Now, within the archives, there are files, and those represent the database tables.

So, here’s an example.

We have the artist table, and we also have the application table.

Now, artist is the term that we use to describe you, the app developer.

We’re all artists here, so, you, too, are an artist.

To link them, we have a join table.

This is just like your Database 101 class.

It’s the same sort of schema you’d expect.

So, we have the artist application join table.

Now, the file format, if you’re going to be processing, this is important.

EPF files are formatted by records and fields.

The field separator is ASCII char 1, and the record separator is ASCII char 2 + a new line.

This is a good match for readability within the file, and the delimiters are not actually printable, so they won’t interfere with the actual content.

We also have a comment record.

That’s just a record whose first character is hash.

We use comments to provide metadata about a particular table/file.

So, that includes the column names, some database type information, primary keys that you might want to set up, a lot of useful stuff there.

So, that’s EPF Relational.

We can take a quick look at EPF Flat, as well.

EPF Flat is a simpler approach.

For a given country plus content type, there’s exactly one file that you have to download, and EPF Flat uses a tab-separated values format, so it’s compatible with spreadsheet applications.

So, if you need to select a portion of the file, paste it into a spreadsheet, and manipulate the data that way, you can.

It’s very easy.

Now, these files are very large.

There’s a large number of songs on the Store, so it’s not going to be simple just to open up the whole file in a spreadsheet, but you can do a subset.

There’s no schema, no relational tables, none of that sort of academic type stuff.

All of the data for a given object appears in a single row.

So, if you want to find some data about an app, you search for the name.

The price is going to be right there.

And EPF Flat is great for populating a non-relational data store.

So, if you’re using CouchDB or Memcached, all of these kind of popular, no SQL key value stores, EPF Flat is a great candidate for that.

So, that’s EPF Flat.

And, fortunately, all this complexity, we’ve come up with a tool that helps you pull this data down and import it into your databases.

So, EPF Importer is a cross-platform Python app that imports EPF into a MySQL database.

It handles both Relational and Flat style data, and it’s self-configuring.

It actually reads those comments I mentioned and figures out what it needs to do.

On the command line, you can restrict the imports with a whitelist or blacklist, and it also supports resume, so it’s production ready.

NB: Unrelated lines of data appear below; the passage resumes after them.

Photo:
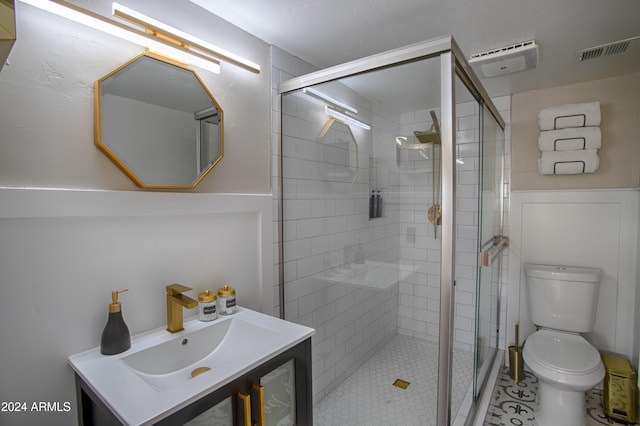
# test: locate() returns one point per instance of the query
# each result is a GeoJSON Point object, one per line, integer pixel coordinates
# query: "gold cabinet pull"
{"type": "Point", "coordinates": [261, 417]}
{"type": "Point", "coordinates": [246, 407]}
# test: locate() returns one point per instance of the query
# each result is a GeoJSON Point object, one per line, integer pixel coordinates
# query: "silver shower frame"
{"type": "Point", "coordinates": [452, 63]}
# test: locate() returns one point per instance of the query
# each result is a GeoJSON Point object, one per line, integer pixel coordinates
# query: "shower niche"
{"type": "Point", "coordinates": [378, 186]}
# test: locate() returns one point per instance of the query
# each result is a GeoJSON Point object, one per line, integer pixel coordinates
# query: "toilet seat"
{"type": "Point", "coordinates": [562, 352]}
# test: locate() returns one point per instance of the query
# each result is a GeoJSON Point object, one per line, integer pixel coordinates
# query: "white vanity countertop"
{"type": "Point", "coordinates": [135, 402]}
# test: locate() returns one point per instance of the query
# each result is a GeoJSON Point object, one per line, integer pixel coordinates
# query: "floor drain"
{"type": "Point", "coordinates": [402, 384]}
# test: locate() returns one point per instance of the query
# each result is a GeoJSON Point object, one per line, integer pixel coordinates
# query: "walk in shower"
{"type": "Point", "coordinates": [390, 188]}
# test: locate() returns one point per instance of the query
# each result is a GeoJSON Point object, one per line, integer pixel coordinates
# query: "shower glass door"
{"type": "Point", "coordinates": [490, 242]}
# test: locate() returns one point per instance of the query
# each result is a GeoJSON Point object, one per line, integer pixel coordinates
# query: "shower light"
{"type": "Point", "coordinates": [154, 35]}
{"type": "Point", "coordinates": [345, 118]}
{"type": "Point", "coordinates": [328, 99]}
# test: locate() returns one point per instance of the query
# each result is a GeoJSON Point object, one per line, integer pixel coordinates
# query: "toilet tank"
{"type": "Point", "coordinates": [563, 297]}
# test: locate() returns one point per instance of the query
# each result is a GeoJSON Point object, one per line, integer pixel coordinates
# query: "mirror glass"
{"type": "Point", "coordinates": [158, 123]}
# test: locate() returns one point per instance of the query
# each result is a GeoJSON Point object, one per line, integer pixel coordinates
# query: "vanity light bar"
{"type": "Point", "coordinates": [86, 17]}
{"type": "Point", "coordinates": [192, 42]}
{"type": "Point", "coordinates": [162, 43]}
{"type": "Point", "coordinates": [328, 99]}
{"type": "Point", "coordinates": [345, 118]}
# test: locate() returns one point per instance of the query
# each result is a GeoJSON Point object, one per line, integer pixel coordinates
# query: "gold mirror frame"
{"type": "Point", "coordinates": [164, 91]}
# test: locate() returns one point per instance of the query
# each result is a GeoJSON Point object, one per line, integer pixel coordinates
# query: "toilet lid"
{"type": "Point", "coordinates": [566, 352]}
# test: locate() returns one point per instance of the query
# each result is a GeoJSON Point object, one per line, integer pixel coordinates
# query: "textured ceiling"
{"type": "Point", "coordinates": [330, 32]}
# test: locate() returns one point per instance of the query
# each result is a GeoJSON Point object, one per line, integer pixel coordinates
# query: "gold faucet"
{"type": "Point", "coordinates": [175, 301]}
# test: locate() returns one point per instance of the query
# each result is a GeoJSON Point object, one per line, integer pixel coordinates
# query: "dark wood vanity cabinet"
{"type": "Point", "coordinates": [286, 397]}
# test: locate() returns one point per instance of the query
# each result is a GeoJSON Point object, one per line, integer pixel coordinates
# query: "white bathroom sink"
{"type": "Point", "coordinates": [172, 363]}
{"type": "Point", "coordinates": [154, 377]}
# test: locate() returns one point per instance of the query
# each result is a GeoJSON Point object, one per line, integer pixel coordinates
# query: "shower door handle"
{"type": "Point", "coordinates": [495, 247]}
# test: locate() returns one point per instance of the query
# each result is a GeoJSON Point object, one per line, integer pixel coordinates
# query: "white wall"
{"type": "Point", "coordinates": [589, 228]}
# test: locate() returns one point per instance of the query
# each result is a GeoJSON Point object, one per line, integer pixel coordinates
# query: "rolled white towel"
{"type": "Point", "coordinates": [570, 115]}
{"type": "Point", "coordinates": [568, 162]}
{"type": "Point", "coordinates": [572, 138]}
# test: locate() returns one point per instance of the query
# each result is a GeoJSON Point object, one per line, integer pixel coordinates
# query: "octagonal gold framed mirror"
{"type": "Point", "coordinates": [158, 122]}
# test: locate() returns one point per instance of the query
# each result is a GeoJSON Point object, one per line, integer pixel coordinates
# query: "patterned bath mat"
{"type": "Point", "coordinates": [513, 404]}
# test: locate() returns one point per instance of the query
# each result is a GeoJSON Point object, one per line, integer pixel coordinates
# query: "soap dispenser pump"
{"type": "Point", "coordinates": [115, 336]}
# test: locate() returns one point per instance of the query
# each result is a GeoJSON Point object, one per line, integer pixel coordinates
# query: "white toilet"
{"type": "Point", "coordinates": [562, 303]}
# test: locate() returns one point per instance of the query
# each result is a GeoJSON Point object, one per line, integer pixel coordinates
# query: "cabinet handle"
{"type": "Point", "coordinates": [261, 418]}
{"type": "Point", "coordinates": [246, 407]}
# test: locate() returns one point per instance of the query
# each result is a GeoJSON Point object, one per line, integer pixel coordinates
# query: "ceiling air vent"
{"type": "Point", "coordinates": [608, 49]}
{"type": "Point", "coordinates": [505, 60]}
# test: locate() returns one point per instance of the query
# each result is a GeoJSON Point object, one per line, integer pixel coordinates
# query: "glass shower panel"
{"type": "Point", "coordinates": [468, 163]}
{"type": "Point", "coordinates": [490, 233]}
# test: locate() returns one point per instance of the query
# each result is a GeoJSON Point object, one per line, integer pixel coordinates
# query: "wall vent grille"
{"type": "Point", "coordinates": [615, 48]}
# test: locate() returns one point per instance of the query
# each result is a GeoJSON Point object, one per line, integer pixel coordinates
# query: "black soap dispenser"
{"type": "Point", "coordinates": [115, 336]}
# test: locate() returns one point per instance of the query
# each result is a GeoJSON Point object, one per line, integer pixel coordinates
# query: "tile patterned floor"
{"type": "Point", "coordinates": [514, 403]}
{"type": "Point", "coordinates": [368, 396]}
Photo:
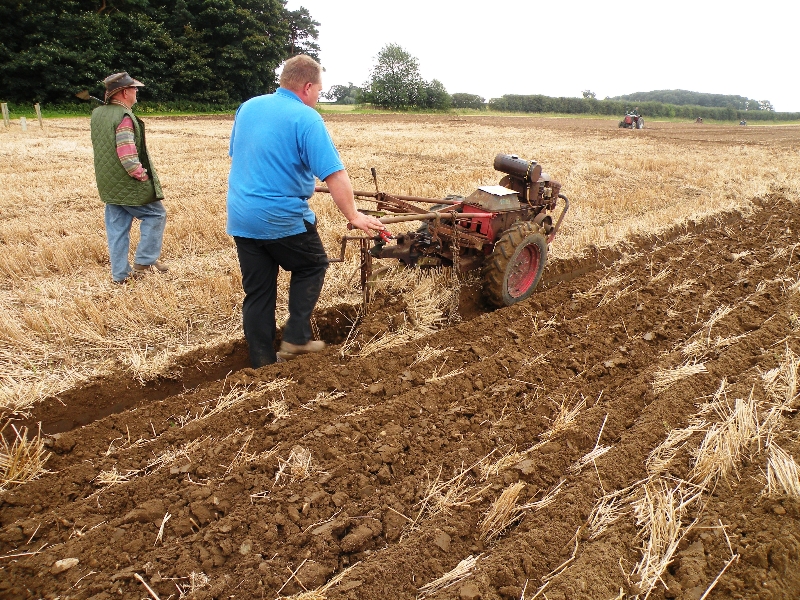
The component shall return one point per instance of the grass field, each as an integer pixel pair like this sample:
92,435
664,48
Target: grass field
63,321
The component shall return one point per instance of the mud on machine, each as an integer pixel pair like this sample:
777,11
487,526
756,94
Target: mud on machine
502,230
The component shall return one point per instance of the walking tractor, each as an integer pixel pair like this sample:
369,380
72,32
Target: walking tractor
504,230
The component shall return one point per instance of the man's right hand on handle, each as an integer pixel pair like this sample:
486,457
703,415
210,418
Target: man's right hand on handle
366,223
341,191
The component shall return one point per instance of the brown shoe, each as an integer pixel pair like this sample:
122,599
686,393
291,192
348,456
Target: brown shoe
130,277
291,351
158,266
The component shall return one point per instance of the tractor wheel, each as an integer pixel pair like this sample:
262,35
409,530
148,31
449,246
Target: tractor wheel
514,268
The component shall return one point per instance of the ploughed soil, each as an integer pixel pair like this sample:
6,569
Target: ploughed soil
229,482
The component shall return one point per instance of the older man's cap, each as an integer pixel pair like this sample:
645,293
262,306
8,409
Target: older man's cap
118,81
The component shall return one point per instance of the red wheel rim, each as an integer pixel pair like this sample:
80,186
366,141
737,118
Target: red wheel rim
522,272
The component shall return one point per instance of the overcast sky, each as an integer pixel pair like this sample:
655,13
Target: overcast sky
563,47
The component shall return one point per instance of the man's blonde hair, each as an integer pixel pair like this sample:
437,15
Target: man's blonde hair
300,70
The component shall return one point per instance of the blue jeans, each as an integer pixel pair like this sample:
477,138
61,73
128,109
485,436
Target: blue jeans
118,231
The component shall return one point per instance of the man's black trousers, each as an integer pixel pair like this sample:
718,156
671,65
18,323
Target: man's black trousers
304,257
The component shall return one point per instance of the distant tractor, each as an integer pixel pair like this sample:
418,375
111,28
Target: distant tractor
632,120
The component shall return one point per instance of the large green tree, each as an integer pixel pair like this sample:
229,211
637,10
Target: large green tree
202,50
395,80
51,47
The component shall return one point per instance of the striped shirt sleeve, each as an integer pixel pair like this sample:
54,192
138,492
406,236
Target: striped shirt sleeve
126,150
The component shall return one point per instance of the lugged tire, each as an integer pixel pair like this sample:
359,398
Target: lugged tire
514,269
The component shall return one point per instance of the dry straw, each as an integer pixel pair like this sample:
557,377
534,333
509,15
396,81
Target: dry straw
298,466
321,592
22,459
660,516
783,476
64,322
663,379
429,300
443,495
459,573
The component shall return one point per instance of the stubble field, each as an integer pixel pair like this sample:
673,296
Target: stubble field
626,432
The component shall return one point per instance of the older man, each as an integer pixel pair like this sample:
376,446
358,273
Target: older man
279,143
126,180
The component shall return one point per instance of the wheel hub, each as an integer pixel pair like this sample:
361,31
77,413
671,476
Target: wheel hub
522,272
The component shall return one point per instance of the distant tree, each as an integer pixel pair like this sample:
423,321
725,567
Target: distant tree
343,94
395,80
47,43
461,100
687,98
198,50
434,95
303,33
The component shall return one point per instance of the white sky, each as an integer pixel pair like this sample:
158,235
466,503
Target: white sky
562,47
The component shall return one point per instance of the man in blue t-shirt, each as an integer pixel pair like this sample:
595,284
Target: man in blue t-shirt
279,144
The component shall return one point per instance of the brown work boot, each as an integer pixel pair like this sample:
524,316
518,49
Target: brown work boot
290,351
157,266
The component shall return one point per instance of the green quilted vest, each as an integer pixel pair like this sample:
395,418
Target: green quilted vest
113,182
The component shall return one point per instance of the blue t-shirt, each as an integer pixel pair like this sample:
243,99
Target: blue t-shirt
278,145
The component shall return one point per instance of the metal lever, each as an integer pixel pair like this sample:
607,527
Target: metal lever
375,178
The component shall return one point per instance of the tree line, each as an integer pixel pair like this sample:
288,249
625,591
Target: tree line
685,97
589,105
212,52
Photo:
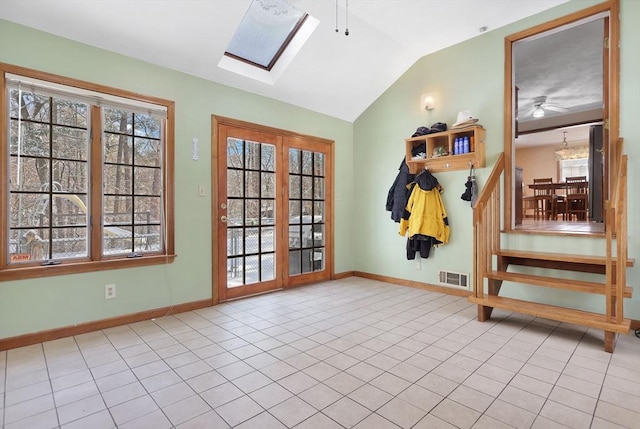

If you need to run this in a high availability production environment and something happens to it, it’ll pick right up where it left off, if something happens, that is.

And it’s released as sample code.

It should be attached to the session, so I urge you to check it out.

It’s great stuff.

And to give you a quick demo of EPF and EPF Importer, we’ve got Rick Rubenstein, a colleague on the QA team.

He’s also the author of EPF Import, so perfect for talking about it.

Rick Rubenstein: Thank you, Mark.

[applause] Thank you.

So, as Mark said, EPF Importer is a relatively simple Python tool, cross-platform, imports EPF files of any sort into a MySQL database.

Before we actually run EPF Importer itself and take a look at that, let’s take a quick look at what you’ll see if you download and unarchive one of the EPF Relational feeds.

So, here we have the iTunes feed, which contains all of the basic metadata on all different content types, artists, genres, etc. There’s about 40 files in this particular download.

And even though this is everything on the iTunes Store, it’s not a huge amount of data.

It’s a few gigabytes, compressed, so not at all difficult to handle.

Let’s take a look at the same thing here.

So, again, here’s the list.

We have, for example, an artist table, collection, various joined tables, as Mark mentioned.

So, let’s take a quick look at the actual content of one of these downloaded files.

Let’s look at the genre file, which is relatively simple, and just take a look at the first eight rows of the genre file.

So, up here at the top, well, the first thing that you’ll notice is these funny-looking characters jumping out.

Those are the record and field delimiters that Mark mentioned, ASCII 1 and ASCII 2.

At the top here, we have a number of comment rows.

So, the first comment row, by the definition of the EPF spec, is always a list of column or record names for that particular exported file.

There’s always an export date, so you can make sure that you always have the most recent; in this case, genre ID, parent ID, and name.

Primary key is genre ID.

Every genre ID in the genre feed will be unique.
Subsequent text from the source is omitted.